Neoscona vigilans exhibits the typical orb-weaver body plan with females considerably larger than males. Females measure 11-16 mm in total length while males are 7-9 mm.

The cephalothorax is yellowish-brown and variably spotted, while the legs show distinct banding patterns. The abdomen displays a characteristic dorsal pattern with a wedge-shaped mark and folium design typical of many Neoscona species.

In females, the epigyne is distinctive with openings directed laterally and covered by pointed ridges that extend far enough laterally to be visible beside the scape when viewed from below. The tibiae of legs I and II bear spines that are diagnostic for the species - those on tibia I are only slightly elongated, while tibia II has thickened, slightly shortened spines distributed evenly from base to tip.

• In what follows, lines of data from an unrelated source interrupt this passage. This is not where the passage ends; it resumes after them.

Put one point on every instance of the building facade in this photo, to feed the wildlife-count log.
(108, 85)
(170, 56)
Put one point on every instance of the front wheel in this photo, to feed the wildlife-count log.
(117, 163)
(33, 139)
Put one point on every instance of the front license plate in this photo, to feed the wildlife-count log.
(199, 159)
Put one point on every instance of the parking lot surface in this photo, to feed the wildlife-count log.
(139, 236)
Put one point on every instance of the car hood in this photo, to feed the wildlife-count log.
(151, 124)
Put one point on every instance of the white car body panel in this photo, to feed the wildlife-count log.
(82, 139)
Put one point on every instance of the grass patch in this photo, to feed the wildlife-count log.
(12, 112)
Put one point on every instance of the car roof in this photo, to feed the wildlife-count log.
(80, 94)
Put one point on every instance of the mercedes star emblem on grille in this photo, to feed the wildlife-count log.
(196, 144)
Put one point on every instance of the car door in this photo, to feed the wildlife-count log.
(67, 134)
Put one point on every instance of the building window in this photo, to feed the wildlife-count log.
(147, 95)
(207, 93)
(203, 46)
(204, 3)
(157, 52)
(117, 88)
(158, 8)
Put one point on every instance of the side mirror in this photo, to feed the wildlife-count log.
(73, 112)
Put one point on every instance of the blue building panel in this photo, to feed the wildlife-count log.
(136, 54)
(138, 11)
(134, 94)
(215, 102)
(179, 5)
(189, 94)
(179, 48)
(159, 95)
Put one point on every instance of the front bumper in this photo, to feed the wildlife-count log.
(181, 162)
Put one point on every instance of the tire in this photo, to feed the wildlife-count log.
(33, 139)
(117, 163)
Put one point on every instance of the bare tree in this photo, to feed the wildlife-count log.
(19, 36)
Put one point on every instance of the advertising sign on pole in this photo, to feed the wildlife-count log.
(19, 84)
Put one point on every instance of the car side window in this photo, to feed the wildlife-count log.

Males can be identified by their pedipalp structure, particularly the flattened tip of the median apophysis (unlike the twisted tips found in related species) and the cone-shaped lateral extension of the conductor. Some geographic variation exists, with African specimens lacking a tegular tubercle that is present in specimens from Nepal.

==Conservation==
Neoscona vigilans is listed as Least Concern by the South African National Biodiversity Institute due to its wide geographical range. There are no significant threats to the species. The species is protected in four protected areas including Karoo National Park.